Try watching a few movies you only saw once or twice when you were a kid and see how well you remember them. Not only will you remember them differently than other people, but you might have even rewritten the movies themselves in your head.

Memory is a very subjective thing. Everyone remembers events differently. Some people, often without consciously meaning to, change their own memories to fit their unique proclivities. This is one of the reasons why eye-witness testimony is so notoriously unreliable.

People change their memories of life to suit their preferred version of reality often enough, but it’s more shocking with movies because you can actually watch them later and find out you changed everything in your mind. It’s scary, but (in the case of movies, anyway) not entirely a bad thing.

I first saw Hitchcock’s Spiral Staircase when I was little.
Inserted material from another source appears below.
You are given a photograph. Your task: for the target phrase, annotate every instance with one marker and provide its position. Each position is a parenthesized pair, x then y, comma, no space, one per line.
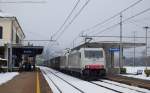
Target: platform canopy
(109,44)
(30,50)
I thought it was a memorable movie and remembered it as being great. The problem? I watched the movie just a little while ago and it turns out that the movie I remembered was mostly made up in my own mind. In my version, the hero was a policeman who got involved in the situation just because he liked the mute girl, and the villain was the country doctor. The heroine still couldn’t talk, but the ending was like this:

The doctor talks to the mute girl on the grand staircase in the main house, gradually revealing his nuttiness. Meanwhile, the hero comes up and knocks on the door, calling to the girl. The girl tries to get away, but the doctor grabs her and they struggle. The hero idles outside, unknowingly. Just as the doctor’s hands begin to close around her throat, and the hero outside turns away to leave, she wells up her effort and forces out a grating scream. The hero bursts in the door and vanquishes the evil doctor.

My memory of How Green Was My Valley was similarly modified. In my version, O’Hara’s character and the preacher loved each other, but she was too devoted to taking care of her family to consider leaving. At the end of the film, the boy starts to work and she finally marries him.

If you’ve seen either of these movies, you know how far from the actual stories my versions were. And it is a bit unnerving to think that my young self was capable of re-writing the memories of movies for the sake of my own enjoyment and idealism to such a degree. It makes me wonder how much, if at all, I did that to reality – and what that implies reality must have been like. This said, I really wish that those movies had been made the way I misremembered them. They would have been so much better.